HUGHES, United States Magistrate Judge.

This matter comes before the Court on Plaintiffs’ motion to compel the production of psychological records of Defendant Joseph Valdora and four non-parties pursuant to Fed.R.Civ.P. 26(b)(1). Defendants oppose the motion. The Court has reviewed the written submissions and conducted oral argument on February 14, 2000. For the reasons that follow, Plaintiffs’ motion is denied.

I. BACKGROUND

On April 9, 1999, a group of black Trenton police officers and the Brother Officers Law Enforcement Society (“BOLES”)1 filed a Complaint alleging civil rights violations and other federal and state law claims. See Complaint. The Complaint essentially alleges that Defendants have adopted and implemented policies and practices which treat black police officers differently from similarly situated white police officers. Plaintiffs allege that the Defendants have discriminated against them on the basis of race with respect to the terms and conditions of their employment in violation of Title VII of the Civil Rights Act of 1964, the New Jersey Law Against Discrimination, and 42 U.S.C. § 1983. See Compl. at 1126. Plaintiffs allege that they have received disparate treatment with respect to promotions, training, educational opportunities, transfers and the enforcement of'rules and regulations for disciplinary purposes. See First Amend. Compl. at 1128.

Plaintiffs also allege that they have been retaliated against as a result of complaining about alleged discriminatory practices and other unconstitutional and unlawful conduct [156]*156within the Trenton Police Department, and for announcing their intent to file a complaint with the Equal Employment Opportunity Commission. Id. at ¶ 29. Additionally, Plaintiff Davis alleges that he was “coerc[ed] to undergo ... unwarranted psychological and psychiatric testing despite the lack of any rational basis for such testing[ ]” in retaliation for his complaints concerning alleged misconduct in the Dispatch and Communications Unit.

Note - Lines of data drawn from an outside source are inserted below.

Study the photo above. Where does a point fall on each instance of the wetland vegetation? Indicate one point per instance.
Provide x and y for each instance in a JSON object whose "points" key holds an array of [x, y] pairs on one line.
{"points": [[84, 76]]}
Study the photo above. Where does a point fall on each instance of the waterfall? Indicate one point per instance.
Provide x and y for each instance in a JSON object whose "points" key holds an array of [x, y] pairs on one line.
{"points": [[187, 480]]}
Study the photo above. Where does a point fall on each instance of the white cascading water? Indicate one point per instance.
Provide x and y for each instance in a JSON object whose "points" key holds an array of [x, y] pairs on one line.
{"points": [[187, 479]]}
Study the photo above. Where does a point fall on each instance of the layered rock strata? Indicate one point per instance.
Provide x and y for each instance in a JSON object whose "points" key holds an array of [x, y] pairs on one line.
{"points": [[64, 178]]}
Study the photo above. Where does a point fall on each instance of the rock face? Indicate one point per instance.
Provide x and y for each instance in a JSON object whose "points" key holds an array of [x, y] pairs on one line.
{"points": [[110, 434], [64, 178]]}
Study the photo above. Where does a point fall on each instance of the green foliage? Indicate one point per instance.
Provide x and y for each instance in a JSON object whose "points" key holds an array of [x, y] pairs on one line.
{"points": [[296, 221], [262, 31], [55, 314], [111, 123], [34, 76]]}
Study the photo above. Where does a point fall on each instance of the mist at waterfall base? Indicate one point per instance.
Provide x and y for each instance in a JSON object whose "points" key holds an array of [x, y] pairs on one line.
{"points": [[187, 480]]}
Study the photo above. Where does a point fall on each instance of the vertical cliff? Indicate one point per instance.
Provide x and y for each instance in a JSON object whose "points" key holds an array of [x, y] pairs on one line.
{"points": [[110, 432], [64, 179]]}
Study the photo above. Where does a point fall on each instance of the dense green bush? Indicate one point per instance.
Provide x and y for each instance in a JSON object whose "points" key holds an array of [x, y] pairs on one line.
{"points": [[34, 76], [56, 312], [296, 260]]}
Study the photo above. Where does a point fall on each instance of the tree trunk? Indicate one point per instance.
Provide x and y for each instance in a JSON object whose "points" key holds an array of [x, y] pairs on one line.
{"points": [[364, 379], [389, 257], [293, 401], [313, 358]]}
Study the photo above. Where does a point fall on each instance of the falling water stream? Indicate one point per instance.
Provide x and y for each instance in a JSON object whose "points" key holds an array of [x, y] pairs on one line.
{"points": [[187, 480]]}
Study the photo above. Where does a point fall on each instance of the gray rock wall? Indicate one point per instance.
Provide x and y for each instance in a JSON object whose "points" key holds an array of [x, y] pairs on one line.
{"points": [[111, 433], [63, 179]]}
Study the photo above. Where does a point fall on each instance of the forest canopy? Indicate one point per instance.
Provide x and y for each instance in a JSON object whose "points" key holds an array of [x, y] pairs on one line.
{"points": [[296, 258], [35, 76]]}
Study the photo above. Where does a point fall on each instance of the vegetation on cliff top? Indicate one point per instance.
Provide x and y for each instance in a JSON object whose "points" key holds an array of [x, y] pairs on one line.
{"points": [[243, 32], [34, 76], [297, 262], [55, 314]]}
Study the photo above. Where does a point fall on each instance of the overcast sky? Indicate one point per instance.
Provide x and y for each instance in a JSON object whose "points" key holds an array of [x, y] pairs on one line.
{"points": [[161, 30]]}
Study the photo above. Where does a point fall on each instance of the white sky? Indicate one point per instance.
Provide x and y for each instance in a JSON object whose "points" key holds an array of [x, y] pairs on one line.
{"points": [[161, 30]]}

Id. at ¶ 152-157, 224, 229-232.

On October 15, 1999, the Court held a telephonic conference on the record with all counsel to discuss the discoverability of the fitness for duty psychological reports of Defendant Valdora and four non-party police officers. Plaintiffs had served a subpoena duces tecum on the psychiatrist for the production of these records. Plaintiffs’ counsel argued that the reports were relevant to Plaintiffs’ claim of disparate treatment. Plaintiffs contended that the records were necessary in order to contrast the treatment of other officers who were referred for fitness exams. In response, Defendants argued that the reports were protected by the psychotherapist-patient privilege. Defendants also argued that they were irrelevant because the psychological reports were never disclosed to the Police Department or other city personnel, and that the only information disclosed to police officials was the ultimate opinion as to whether the particular officers were fit or unfit for duty. The Court ordered that the City produce all documents relating to referrals' for psychological evaluation, and any documents that the City received back with respect to the doctor’s final conclusion as to fitness for duty. However, the Court declined to require that the psychological records or reports themselves be produced. The Court also indicated that Plaintiffs could file a formal motion to compel production of the actual reports at a later time.

On November 16, 1999, the Court held a status conference, on the record, and again heard oral argument on the discoverability of the psychological reports. The Court reiterated that the City should produce all documents relating to referrals, and that Plaintiffs could file a formal motion to compel production of the actual psychological records and reports. The Court went further and required that the records be submitted for in camera review, and that if the Court were inclined to disclose any records, it would first afford any Defendant the opportunity to object in writing. The Plaintiff did not object to this procedure.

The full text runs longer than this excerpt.